Chris mi aveva riaccompagnato in stanza carico di rammarico e aspettative disilluse.

«Le hai tenuto testa, sei stata grande» mi confidò portandosi una mano dietro la nuca. Non riusciva a capacitarsi delle azioni materne: tanto calcolate, quanto glaciali.

«Se tu non fossi stato presente sarebbe stata un'altra storia» ammisi in un sospiro. Il biondo allungò lo stesso braccio alzato in precedenza per disapprovare il mio commento.

«Probabilmente sarebbe stato meglio. Mi sono lasciato trasportare dai sentimenti e stavo per incasinare tutto. Da quello che hai potuto notare mi tratta come un suo sottoposto, non c'è un briciolo di istinto materno nel suo sguardo da quando...» incastrò i suoi occhi nei miei indeciso sul da farsi. Deglutii in quegli istanti interminabili, finché non scrollò le spalle consapevole di poter confidarmi i suoi segreti. «Da quando mio padre non c'è più. Ha riversato anima e corpo nel lavoro con l'unico scopo di stanare Kors e i ribelli per permettere a noi tutti di vivere in pace. Ho ereditato la sua volontà a causa dei sensi di colpa che mi attanagliavano, credendo di poter espiare le mie colpe divenendo la migliore versione di me stesso. Ma neanche questo è bastato per farmi amare da lei. Devo abituarmi all'idea di essere solo il primo seggio dell'istituto e non più suo figlio» sorrise beffardo inarcando le labbra in una linea aspra. Lo scrutai nel profondo cercando le parole migliori con cui confortarlo, ma la mia voce rimase sospesa a mezz'aria.

«Non c'è bisogno che tu mi dica nulla. Non volevo intristirti con il mio discorso, ma sono felice che tu mi abbia ascoltato.» Il ragazzo dallo sguardo sfuggente e l'anima in pena si allontanò ancor prima di poter replicare. A debita distanza abbozzò un sorriso rassicurandomi sul suo stato, ma la verità era che il dolore che tentava di nascondere dentro di sé in un angolo dimenticato della sua mente, sarebbe scoppiato violento quanto meno se lo sarebbe aspettato.

Approfittai del pomeriggio libero per concedermi un momento in compagnia di James.
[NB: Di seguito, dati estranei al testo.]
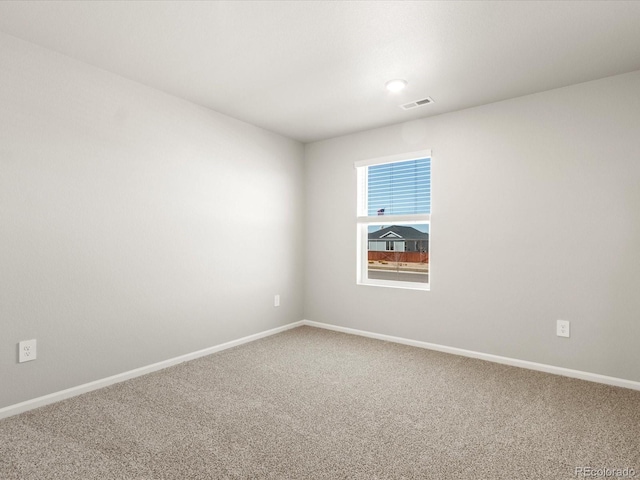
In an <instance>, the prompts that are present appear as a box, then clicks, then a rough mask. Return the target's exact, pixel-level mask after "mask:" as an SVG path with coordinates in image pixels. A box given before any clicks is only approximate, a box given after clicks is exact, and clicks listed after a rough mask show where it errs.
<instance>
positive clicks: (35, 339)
mask: <svg viewBox="0 0 640 480" xmlns="http://www.w3.org/2000/svg"><path fill="white" fill-rule="evenodd" d="M37 353H38V352H37V349H36V339H35V338H34V339H33V340H24V341H22V342H20V343H19V344H18V362H19V363H23V362H30V361H31V360H35V359H36V358H37Z"/></svg>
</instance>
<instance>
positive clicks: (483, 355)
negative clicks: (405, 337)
mask: <svg viewBox="0 0 640 480" xmlns="http://www.w3.org/2000/svg"><path fill="white" fill-rule="evenodd" d="M299 323H301V324H302V325H307V326H310V327H317V328H324V329H327V330H335V331H336V332H342V333H349V334H352V335H360V336H362V337H369V338H375V339H378V340H385V341H387V342H394V343H401V344H403V345H410V346H412V347H419V348H426V349H428V350H436V351H438V352H444V353H452V354H454V355H461V356H463V357H471V358H478V359H480V360H487V361H489V362H494V363H501V364H504V365H511V366H513V367H520V368H527V369H529V370H537V371H539V372H546V373H552V374H554V375H562V376H564V377H571V378H578V379H580V380H587V381H589V382H596V383H604V384H606V385H613V386H615V387H623V388H630V389H632V390H640V382H636V381H633V380H626V379H624V378H617V377H608V376H606V375H600V374H598V373H590V372H583V371H580V370H572V369H570V368H564V367H556V366H554V365H546V364H544V363H536V362H529V361H527V360H518V359H516V358H509V357H501V356H499V355H491V354H490V353H482V352H474V351H473V350H464V349H462V348H455V347H447V346H445V345H438V344H435V343H428V342H421V341H419V340H410V339H408V338H402V337H393V336H391V335H384V334H381V333H372V332H367V331H364V330H356V329H353V328H347V327H339V326H337V325H330V324H328V323H320V322H314V321H311V320H303V321H302V322H299Z"/></svg>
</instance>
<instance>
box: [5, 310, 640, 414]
mask: <svg viewBox="0 0 640 480" xmlns="http://www.w3.org/2000/svg"><path fill="white" fill-rule="evenodd" d="M303 325H307V326H310V327H317V328H323V329H326V330H334V331H336V332H342V333H348V334H351V335H359V336H362V337H369V338H375V339H378V340H385V341H387V342H394V343H400V344H403V345H410V346H412V347H418V348H426V349H428V350H435V351H438V352H444V353H451V354H454V355H461V356H463V357H470V358H478V359H480V360H487V361H489V362H494V363H501V364H504V365H511V366H513V367H520V368H527V369H529V370H537V371H540V372H546V373H552V374H554V375H562V376H564V377H571V378H578V379H581V380H587V381H590V382H596V383H603V384H606V385H612V386H615V387H623V388H630V389H632V390H640V382H636V381H633V380H626V379H624V378H617V377H609V376H606V375H600V374H597V373H590V372H583V371H580V370H572V369H569V368H564V367H556V366H553V365H546V364H544V363H536V362H529V361H527V360H518V359H516V358H509V357H501V356H499V355H492V354H489V353H482V352H475V351H473V350H464V349H462V348H455V347H448V346H446V345H438V344H435V343H428V342H422V341H419V340H411V339H408V338H402V337H394V336H391V335H384V334H381V333H373V332H367V331H364V330H357V329H354V328H347V327H340V326H337V325H331V324H328V323H320V322H314V321H311V320H301V321H298V322H293V323H290V324H288V325H284V326H282V327H277V328H273V329H271V330H266V331H264V332H260V333H256V334H253V335H249V336H247V337H243V338H239V339H237V340H232V341H230V342H226V343H222V344H220V345H215V346H213V347H209V348H205V349H203V350H198V351H197V352H192V353H188V354H186V355H181V356H179V357H175V358H170V359H168V360H164V361H162V362H158V363H154V364H152V365H147V366H145V367H140V368H136V369H135V370H130V371H128V372H123V373H119V374H117V375H113V376H111V377H107V378H103V379H100V380H96V381H93V382H89V383H85V384H83V385H78V386H76V387H72V388H68V389H66V390H61V391H59V392H54V393H51V394H49V395H44V396H42V397H38V398H34V399H32V400H27V401H25V402H21V403H16V404H15V405H9V406H8V407H4V408H0V419H2V418H7V417H11V416H13V415H18V414H19V413H23V412H26V411H28V410H33V409H34V408H38V407H43V406H45V405H49V404H51V403H55V402H59V401H60V400H64V399H66V398H71V397H75V396H77V395H81V394H83V393H87V392H91V391H93V390H97V389H99V388H103V387H107V386H109V385H113V384H114V383H119V382H123V381H125V380H129V379H130V378H135V377H139V376H141V375H146V374H147V373H151V372H155V371H157V370H162V369H163V368H167V367H170V366H172V365H177V364H178V363H182V362H187V361H189V360H195V359H196V358H200V357H204V356H206V355H211V354H212V353H216V352H220V351H222V350H226V349H228V348H232V347H236V346H238V345H242V344H244V343H249V342H253V341H255V340H258V339H260V338H264V337H268V336H270V335H275V334H276V333H280V332H284V331H285V330H290V329H292V328H296V327H300V326H303Z"/></svg>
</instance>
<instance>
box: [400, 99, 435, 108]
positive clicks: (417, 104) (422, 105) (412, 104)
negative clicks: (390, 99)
mask: <svg viewBox="0 0 640 480" xmlns="http://www.w3.org/2000/svg"><path fill="white" fill-rule="evenodd" d="M432 103H433V99H432V98H431V97H426V98H422V99H420V100H414V101H413V102H409V103H405V104H404V105H400V108H402V109H403V110H411V109H412V108H418V107H422V106H423V105H430V104H432Z"/></svg>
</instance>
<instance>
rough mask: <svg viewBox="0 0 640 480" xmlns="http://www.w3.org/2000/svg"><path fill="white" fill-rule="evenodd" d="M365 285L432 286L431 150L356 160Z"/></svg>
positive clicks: (386, 286) (361, 246)
mask: <svg viewBox="0 0 640 480" xmlns="http://www.w3.org/2000/svg"><path fill="white" fill-rule="evenodd" d="M355 167H356V170H357V176H358V212H357V214H358V216H357V228H358V266H357V282H358V284H360V285H378V286H386V287H399V288H411V289H419V290H429V277H430V272H429V236H430V233H431V152H429V151H422V152H413V153H409V154H402V155H394V156H391V157H384V158H377V159H371V160H364V161H360V162H356V164H355Z"/></svg>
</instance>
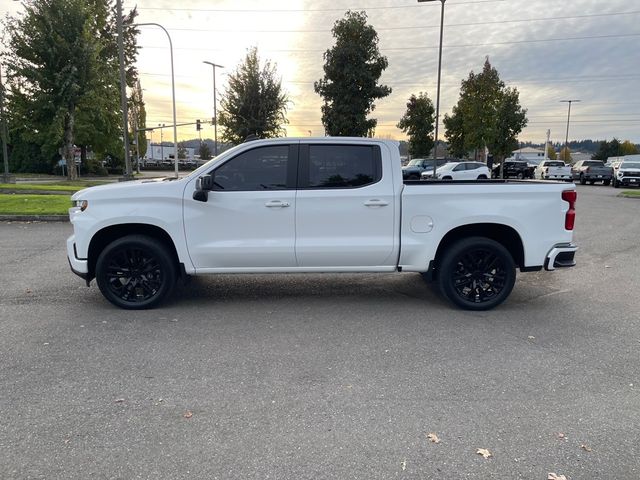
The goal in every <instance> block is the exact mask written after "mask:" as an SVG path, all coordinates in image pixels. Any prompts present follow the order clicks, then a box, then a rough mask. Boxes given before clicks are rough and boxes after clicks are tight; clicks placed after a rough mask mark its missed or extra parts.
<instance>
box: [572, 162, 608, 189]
mask: <svg viewBox="0 0 640 480" xmlns="http://www.w3.org/2000/svg"><path fill="white" fill-rule="evenodd" d="M612 177H613V169H612V168H611V167H605V165H604V162H603V161H601V160H580V161H578V162H576V163H575V164H574V165H573V167H571V178H572V179H573V180H578V181H579V182H580V185H586V184H587V182H589V183H590V184H591V185H593V184H594V183H596V182H602V183H603V184H605V185H609V184H610V183H611V178H612Z"/></svg>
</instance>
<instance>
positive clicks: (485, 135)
mask: <svg viewBox="0 0 640 480" xmlns="http://www.w3.org/2000/svg"><path fill="white" fill-rule="evenodd" d="M519 96H520V94H519V92H518V90H517V89H516V88H509V87H506V86H505V84H504V82H503V81H502V80H500V75H499V74H498V71H497V70H496V69H495V68H493V67H492V66H491V63H490V62H489V59H488V58H487V59H486V60H485V63H484V67H483V69H482V72H480V73H477V74H476V73H474V72H473V71H471V72H470V73H469V77H468V78H467V79H466V80H463V81H462V84H461V88H460V98H459V100H458V103H457V105H456V106H455V107H454V111H453V112H452V115H451V116H449V115H445V118H444V125H445V137H446V138H447V139H448V140H449V142H450V143H454V144H455V148H456V149H459V148H460V143H461V144H462V147H463V149H464V150H465V151H467V152H468V151H470V150H474V149H482V148H484V147H485V146H486V147H488V148H489V151H490V152H491V153H492V154H493V155H494V156H495V157H496V158H497V159H498V160H500V162H502V161H503V160H504V158H505V157H506V156H508V155H509V154H510V153H511V152H512V151H513V150H515V149H516V148H517V146H518V142H517V137H518V134H519V133H520V132H521V131H522V129H523V128H524V127H525V126H526V125H527V115H526V113H527V111H526V110H525V109H523V108H522V107H521V106H520V100H519Z"/></svg>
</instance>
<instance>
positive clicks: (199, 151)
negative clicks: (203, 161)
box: [198, 142, 211, 160]
mask: <svg viewBox="0 0 640 480" xmlns="http://www.w3.org/2000/svg"><path fill="white" fill-rule="evenodd" d="M198 155H200V160H211V148H210V147H209V145H208V144H207V142H202V143H201V144H200V148H198Z"/></svg>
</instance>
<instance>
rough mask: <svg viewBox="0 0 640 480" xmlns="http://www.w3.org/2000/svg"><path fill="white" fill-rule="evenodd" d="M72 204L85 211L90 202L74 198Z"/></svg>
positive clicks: (82, 210) (72, 205)
mask: <svg viewBox="0 0 640 480" xmlns="http://www.w3.org/2000/svg"><path fill="white" fill-rule="evenodd" d="M71 206H72V207H76V208H79V209H80V211H81V212H84V211H85V210H86V209H87V207H88V206H89V202H88V201H86V200H74V201H72V202H71Z"/></svg>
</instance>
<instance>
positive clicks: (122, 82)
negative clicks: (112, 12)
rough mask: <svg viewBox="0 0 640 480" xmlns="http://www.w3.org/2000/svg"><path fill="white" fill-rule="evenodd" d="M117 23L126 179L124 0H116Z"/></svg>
mask: <svg viewBox="0 0 640 480" xmlns="http://www.w3.org/2000/svg"><path fill="white" fill-rule="evenodd" d="M116 15H117V19H116V23H117V27H118V59H119V62H120V103H121V104H122V126H123V131H122V139H123V141H124V180H131V179H132V178H133V174H132V173H131V172H132V170H131V157H130V156H129V116H128V114H127V79H126V76H125V73H124V39H123V30H124V29H123V27H122V0H116Z"/></svg>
La porta della sua stanza era aperta: mi era bastato poggiare le nocche per avvertire il metallo ascendere e permettermi l'ingresso. Il ragazzo era spalmato sul letto e avvolto dalle coperte. Dopo aver stropicciato gli occhi si rese conto della mia presenza, facendomi cenno di entrare e di occupare il posto che preferivo.

Risi spensierata constatando come il disordine governasse sovrano in quella camera. La moquetta era ricoperta dagli indumenti utilizzati e dismessi, lattine di vetro e ampolle di latta contenevano liquidi maleodoranti, lo stesso si poteva dire dei vassoi accatastati ai piedi del letto.

James sbadigliò portando alla mia attenzione un libro rilegato in cuoio, per poi riporlo in cima alla pila sul davanzale della finestra olografica. Se non avesse fatto attenzione, sarebbero tutti caduti rovinosamente sul pavimento.

«Ma vivi con un uragano?» lo interrogai sedendomi sul suo letto sfatto. Ero stanca e sfinita, volevo spensieratezza.

«Per tua informazione, l'ordine passa dal disordine! Devo solo capire come fare! Meno male che sei qui, mi stavo annoiando. Ho provato a richiedere qualche film a Kit e a Max, ma sembra che nessuno di loro sappia cosa sia una collezione cinematografica. Tanta tecnologia e non sfruttarla per svagarsi, che spreco.» Il moro si buttò al mio fianco stiracchiandosi fino ad appoggiare il capo contro la mia spalla. «Che ore sono?» biascicò con l'intento di perdere i sensi in quella posizione comoda.

«È quasi ora di cena, perciò datti una svegliata!» lo rimbeccai spintonandolo al fine di fargli spalancare le palpebre. Ripetei il gesto un paio di volte più del necessario.